The points you make above have been very much my reading of Blade Runner in recent times, and why it still remains perhaps my favourite film with even more depths to it than before. I now read Deckard as being an antagonist, with Batty doing what he has to do for him and his people to survive, despite being completely fucked up and homicidal, and showing more emotion and compassion for his companions than Deckard ever shows to anyone.

 

I'm actually starting to come around to the idea that Deckard may actually be human. A broken and cold one. I also believe his initial treatment of Rachel can be read as he never saw her as an equal either, and may have tried forcing her in a manifestation of his self hate and disregard for replicants, and may have come to care for her later even as she was being taken advantage of. Rachel's story is one of the most tragic in the film. Manufactured, given an existential crisis and raped by her would be killer. It's incredibly grim.

 

Yeah, during the final sequence of the film, I was thinking the same thing. You could have made Blade Runner with the replicants as the protagonists, and quite easily portray them as heroes. (provided you assume Roy doesn't kill Chew, and ignore them killing Sebastian).

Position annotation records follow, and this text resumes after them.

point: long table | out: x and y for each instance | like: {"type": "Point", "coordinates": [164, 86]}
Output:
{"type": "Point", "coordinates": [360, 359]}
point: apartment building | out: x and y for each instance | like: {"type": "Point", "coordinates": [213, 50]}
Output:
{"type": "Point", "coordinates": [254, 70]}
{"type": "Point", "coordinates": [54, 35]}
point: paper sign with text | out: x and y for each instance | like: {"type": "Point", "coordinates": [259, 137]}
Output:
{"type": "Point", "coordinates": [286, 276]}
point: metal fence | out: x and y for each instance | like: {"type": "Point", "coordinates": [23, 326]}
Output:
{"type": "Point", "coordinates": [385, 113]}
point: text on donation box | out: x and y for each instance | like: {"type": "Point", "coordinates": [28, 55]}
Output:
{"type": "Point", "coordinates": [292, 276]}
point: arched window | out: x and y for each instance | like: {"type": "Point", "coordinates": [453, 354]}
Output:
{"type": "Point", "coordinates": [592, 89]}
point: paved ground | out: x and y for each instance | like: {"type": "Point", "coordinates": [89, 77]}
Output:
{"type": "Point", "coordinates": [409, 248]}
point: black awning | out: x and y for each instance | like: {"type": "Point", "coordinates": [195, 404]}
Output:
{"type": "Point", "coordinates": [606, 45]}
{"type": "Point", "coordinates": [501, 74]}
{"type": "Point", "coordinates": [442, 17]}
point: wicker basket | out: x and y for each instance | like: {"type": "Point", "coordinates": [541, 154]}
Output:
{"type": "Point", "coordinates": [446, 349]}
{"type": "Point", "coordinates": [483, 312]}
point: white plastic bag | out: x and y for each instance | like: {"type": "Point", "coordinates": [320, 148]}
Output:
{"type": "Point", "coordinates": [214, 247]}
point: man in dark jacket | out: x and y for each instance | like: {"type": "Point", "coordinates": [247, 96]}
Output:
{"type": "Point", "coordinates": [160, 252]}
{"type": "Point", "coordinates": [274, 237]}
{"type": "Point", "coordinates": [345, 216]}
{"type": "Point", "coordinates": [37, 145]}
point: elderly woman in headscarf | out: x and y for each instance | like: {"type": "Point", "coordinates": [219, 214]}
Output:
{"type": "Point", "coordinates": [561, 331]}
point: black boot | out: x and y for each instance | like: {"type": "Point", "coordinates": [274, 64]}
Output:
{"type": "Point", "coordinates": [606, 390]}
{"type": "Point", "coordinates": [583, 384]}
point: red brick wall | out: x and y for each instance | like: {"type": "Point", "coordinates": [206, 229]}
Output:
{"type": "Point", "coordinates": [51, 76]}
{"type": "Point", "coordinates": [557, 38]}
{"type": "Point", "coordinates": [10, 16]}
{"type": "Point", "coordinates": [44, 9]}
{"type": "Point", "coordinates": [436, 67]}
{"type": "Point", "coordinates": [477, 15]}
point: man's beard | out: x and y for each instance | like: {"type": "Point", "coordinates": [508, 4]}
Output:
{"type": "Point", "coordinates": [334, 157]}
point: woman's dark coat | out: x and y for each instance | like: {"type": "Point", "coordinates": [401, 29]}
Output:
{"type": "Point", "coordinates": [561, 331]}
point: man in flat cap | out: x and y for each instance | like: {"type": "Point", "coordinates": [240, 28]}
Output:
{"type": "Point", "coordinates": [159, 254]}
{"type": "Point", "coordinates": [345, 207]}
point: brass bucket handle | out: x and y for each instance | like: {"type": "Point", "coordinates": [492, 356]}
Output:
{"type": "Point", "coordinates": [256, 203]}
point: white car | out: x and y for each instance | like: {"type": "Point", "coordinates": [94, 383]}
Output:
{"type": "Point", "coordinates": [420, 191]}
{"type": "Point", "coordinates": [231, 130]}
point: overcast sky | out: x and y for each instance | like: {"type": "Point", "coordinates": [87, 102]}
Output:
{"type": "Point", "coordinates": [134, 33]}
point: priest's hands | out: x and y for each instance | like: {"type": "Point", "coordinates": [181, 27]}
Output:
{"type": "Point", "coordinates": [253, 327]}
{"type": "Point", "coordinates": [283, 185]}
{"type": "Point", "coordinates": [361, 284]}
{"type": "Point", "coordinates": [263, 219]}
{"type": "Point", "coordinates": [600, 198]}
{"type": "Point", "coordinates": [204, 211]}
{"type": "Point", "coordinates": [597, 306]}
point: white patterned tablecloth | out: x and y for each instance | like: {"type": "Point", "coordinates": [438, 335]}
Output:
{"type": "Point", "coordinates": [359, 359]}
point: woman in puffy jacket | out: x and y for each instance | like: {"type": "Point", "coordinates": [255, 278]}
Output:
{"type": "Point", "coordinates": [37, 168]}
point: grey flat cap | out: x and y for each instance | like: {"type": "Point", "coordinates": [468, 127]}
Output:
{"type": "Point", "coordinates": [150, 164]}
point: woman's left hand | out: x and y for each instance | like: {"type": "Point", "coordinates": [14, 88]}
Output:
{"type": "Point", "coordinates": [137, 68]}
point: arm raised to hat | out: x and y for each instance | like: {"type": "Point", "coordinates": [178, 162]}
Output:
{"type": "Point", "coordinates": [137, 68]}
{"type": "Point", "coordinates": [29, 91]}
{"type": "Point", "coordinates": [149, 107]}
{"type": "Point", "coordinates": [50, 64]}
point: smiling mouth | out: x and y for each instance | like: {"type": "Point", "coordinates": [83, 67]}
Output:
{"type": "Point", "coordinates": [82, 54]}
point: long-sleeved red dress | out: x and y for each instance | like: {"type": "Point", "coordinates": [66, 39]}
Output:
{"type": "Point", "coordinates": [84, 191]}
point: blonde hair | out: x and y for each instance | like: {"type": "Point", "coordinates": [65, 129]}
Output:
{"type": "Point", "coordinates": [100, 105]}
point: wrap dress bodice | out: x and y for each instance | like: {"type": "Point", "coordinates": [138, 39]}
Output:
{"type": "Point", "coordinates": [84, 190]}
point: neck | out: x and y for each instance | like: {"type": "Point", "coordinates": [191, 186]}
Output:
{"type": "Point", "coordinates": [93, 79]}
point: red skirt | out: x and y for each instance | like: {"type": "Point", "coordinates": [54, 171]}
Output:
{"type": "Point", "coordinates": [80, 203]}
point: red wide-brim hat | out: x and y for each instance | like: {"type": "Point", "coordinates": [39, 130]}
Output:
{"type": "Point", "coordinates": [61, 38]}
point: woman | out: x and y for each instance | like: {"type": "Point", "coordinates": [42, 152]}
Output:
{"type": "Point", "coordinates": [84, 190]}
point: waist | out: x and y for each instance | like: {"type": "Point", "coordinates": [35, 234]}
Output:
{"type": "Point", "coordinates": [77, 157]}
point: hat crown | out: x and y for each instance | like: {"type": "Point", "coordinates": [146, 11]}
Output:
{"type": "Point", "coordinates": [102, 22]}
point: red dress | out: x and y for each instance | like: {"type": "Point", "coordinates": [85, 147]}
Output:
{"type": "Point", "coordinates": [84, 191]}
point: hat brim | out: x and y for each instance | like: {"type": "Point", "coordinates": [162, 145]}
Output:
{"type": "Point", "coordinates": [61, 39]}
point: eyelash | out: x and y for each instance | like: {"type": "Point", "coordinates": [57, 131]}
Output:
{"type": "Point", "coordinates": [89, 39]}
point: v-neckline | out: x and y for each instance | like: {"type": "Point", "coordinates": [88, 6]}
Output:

Deckard behaves more like a villain than a hero in the way that he coldly stalks the replicants, and prevails more through their mistakes than through his own virtues.

 

I actually thought Deckard's coldness and ruthlessness strengthened the Philip K Dick idea of humans being indistinguishable from their creations - androids copying our best aspects is one thing, but the two species will really be indistinguishable when replicants display the worst of humanity. A replicant that's in denial about its appalling cruelty is very human.